Influenced by both Chinese and Japanese paintings, Ryukyu paintings were bold and sophisticated. They were noted for vivid colors that evoke the nature of Okinawa, and Nizoe was convinced that she found her career in them.

However, the methods by which Ryukyu art was created were unclear, as no one carried on the work of the court painters who lost their jobs when the kingdom was annexed to Japan in 1879. Many of their works were also lost in the Battle of Okinawa and during the U.S. occupation.

“I’ll figure it out, then,” Nizoe thought. She studied the art in depth, getting involved in the restoration of Ryukyu paintings at a picture frame and scroll shop. She also repeatedly visited the castle, which housed many Ryukyu paintings.

Fire takes her path away

The place of her studies was engulfed in flames in the early hours of Oct. 31, 2019.

Nizoe learned of the disaster at 5:30 a.m. in a text message from a friend and saw on TV that the castle’s main building was burning fiercely. Due to a traffic jam in the area, she found it difficult to get near the castle. When she finally saw it from her university at about 10 a.m., she was faced with the devastating sight of a structure charred black.

“I felt like the career path I’d finally found had been taken away from me,” she said.

The Yomiuri Shimbun
Shuri Castle in Naha is seen on Oct. 31, 2019, after its main building and other quarters had burned down.

At the time, Nizoe was working on reproducing “Birds and Flowers in Snow.” She had tried to trace Ryukyu artists’ footsteps to discover how their painting was created.

Only several days before, she had asked an official at the Okinawa Churashima Foundation that managed the castle to take the painting out of fireproof storage, and she took pictures of its details with a microscope. Since most of the artwork in the storage was safe, Nizoe became distressed, blaming herself for the loss of the painting.

Whenever she saw the burned site of the castle, she felt gutted. Encouraged by officials of the foundation and professors at the university, she took paint brushes and completed the reproduction of “Birds and Flowers in Snow” at the end of the year. There are other reproductions of the work made by court artists in the past, but the foundation has welcomed Nizoe’s donation proposal.

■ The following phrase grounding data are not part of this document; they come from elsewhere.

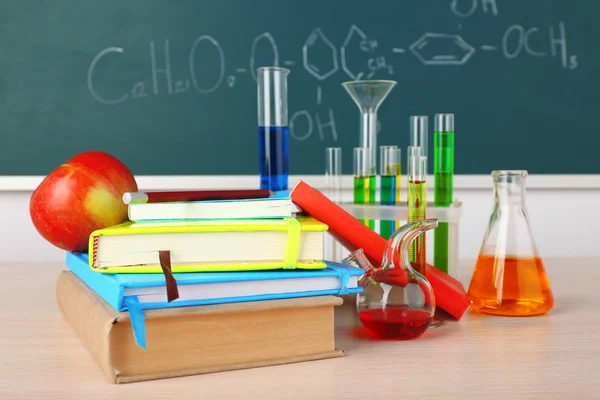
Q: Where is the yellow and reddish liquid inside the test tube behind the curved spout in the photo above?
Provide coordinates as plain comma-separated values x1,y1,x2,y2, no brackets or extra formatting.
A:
408,181,427,276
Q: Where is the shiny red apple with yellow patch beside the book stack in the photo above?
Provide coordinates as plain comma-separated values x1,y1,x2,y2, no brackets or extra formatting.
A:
29,151,137,252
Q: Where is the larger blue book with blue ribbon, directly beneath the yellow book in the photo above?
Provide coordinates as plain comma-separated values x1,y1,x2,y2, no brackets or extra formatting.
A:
66,252,364,349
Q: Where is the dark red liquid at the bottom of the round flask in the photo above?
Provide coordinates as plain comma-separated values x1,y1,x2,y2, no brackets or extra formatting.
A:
358,307,433,340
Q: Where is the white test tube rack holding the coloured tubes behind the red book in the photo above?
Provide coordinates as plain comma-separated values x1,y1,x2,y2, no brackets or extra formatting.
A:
338,201,463,279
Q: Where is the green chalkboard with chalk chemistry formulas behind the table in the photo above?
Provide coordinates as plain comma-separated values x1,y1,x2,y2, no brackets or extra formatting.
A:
0,0,600,175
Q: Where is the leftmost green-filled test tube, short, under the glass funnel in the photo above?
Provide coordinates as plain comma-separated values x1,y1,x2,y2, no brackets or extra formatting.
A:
354,147,377,230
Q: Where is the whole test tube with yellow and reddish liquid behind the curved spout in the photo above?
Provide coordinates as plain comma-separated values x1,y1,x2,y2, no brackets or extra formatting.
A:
406,146,427,276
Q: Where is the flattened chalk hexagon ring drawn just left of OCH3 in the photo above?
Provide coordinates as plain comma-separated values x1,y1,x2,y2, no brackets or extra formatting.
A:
410,32,475,65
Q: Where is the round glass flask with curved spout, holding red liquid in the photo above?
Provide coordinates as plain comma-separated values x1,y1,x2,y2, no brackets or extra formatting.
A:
343,219,438,340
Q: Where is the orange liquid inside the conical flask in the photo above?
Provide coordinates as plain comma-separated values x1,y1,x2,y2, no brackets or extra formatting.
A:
469,255,554,316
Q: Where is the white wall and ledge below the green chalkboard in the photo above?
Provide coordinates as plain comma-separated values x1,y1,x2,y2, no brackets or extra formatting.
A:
0,176,600,274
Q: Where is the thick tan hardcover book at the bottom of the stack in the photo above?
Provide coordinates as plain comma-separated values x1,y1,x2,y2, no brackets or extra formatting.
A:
56,271,344,383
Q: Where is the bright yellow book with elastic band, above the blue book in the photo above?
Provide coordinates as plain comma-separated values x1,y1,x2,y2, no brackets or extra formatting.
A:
89,216,328,273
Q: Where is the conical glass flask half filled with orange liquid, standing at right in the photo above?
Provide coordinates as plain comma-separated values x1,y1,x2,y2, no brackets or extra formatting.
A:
468,171,554,316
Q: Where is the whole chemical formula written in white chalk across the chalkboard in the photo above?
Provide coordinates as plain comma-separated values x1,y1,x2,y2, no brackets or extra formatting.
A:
87,0,579,141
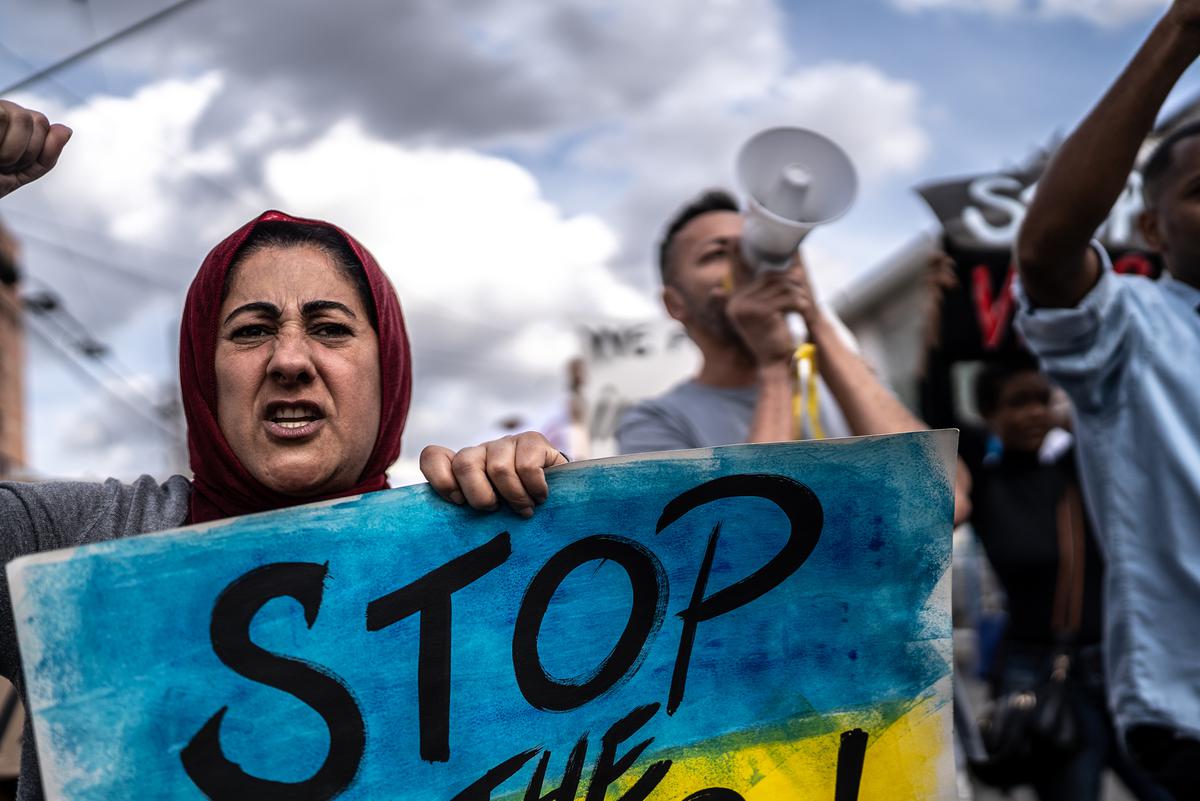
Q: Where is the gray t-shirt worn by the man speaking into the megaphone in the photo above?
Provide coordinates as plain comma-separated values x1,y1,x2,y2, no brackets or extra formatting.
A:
617,380,851,453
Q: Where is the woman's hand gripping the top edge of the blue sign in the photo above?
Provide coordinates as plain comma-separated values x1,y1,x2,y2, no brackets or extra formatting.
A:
421,432,568,518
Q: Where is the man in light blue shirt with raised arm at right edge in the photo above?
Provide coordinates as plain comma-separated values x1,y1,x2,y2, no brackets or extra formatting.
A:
1018,0,1200,799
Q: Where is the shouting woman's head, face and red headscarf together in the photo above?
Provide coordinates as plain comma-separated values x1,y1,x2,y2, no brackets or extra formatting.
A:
180,211,413,523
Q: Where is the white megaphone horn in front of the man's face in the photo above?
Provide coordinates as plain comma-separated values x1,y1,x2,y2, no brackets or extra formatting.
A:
736,127,858,270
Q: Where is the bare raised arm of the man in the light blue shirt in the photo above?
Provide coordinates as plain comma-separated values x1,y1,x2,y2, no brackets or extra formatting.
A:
1016,0,1200,307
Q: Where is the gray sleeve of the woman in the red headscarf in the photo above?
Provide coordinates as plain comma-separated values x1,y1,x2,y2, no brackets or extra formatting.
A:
0,476,192,801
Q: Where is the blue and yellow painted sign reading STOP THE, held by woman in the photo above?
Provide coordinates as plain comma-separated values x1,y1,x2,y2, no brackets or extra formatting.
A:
7,432,955,801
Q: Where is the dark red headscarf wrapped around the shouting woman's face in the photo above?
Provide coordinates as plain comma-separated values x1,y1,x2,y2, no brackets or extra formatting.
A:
179,211,413,523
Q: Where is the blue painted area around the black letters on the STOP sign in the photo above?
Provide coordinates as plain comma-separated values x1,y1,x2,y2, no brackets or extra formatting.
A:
8,433,953,801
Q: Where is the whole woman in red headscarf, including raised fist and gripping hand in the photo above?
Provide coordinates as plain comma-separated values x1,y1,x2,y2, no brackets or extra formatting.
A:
0,101,565,801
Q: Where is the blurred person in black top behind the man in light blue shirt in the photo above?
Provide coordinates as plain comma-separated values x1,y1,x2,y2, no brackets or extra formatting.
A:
970,357,1166,801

“[Nizoe’s reproduction] captures the brushwork and the colors the original and has an intensity that’s close to it. This is a significant work that can never be created now that the original is lost,” a foundation official said.

Overcoming sense of loss

In spring this year, Nizoe finished her degree at the university’s graduate school and took her first steps as a Ryukyu painting specialist. She has held a joint exhibition with other Okinawan artists who were all born after the prefecture was returned to Japan in 1972.

Nizoe’s dream is to establish technical methods for creating Ryukyu paintings — like bingata dyeing and Ryukyu lacquerware, traditions that disappeared at one point but were successfully revived. She also hopes to foster successors and see Ryukyu paintings commercially distributed as works of art.

“Reproducing old paintings requires patience, and there aren’t many people who continue doing it with enthusiasm. I hope to go on supporting young people with a mission,” said Yasuyuki Uezu, who works in the foundation’s division in charge of the castle.

“The fire made me feel yet again the sheer magnitude of Shuri Castle’s presence,” Nizoe said. “I hope that the castle’s restoration will boost momentum to pass down its history and culture to the next generation. I’d also like to overcome this sense of loss and produce Okinawan treasures.”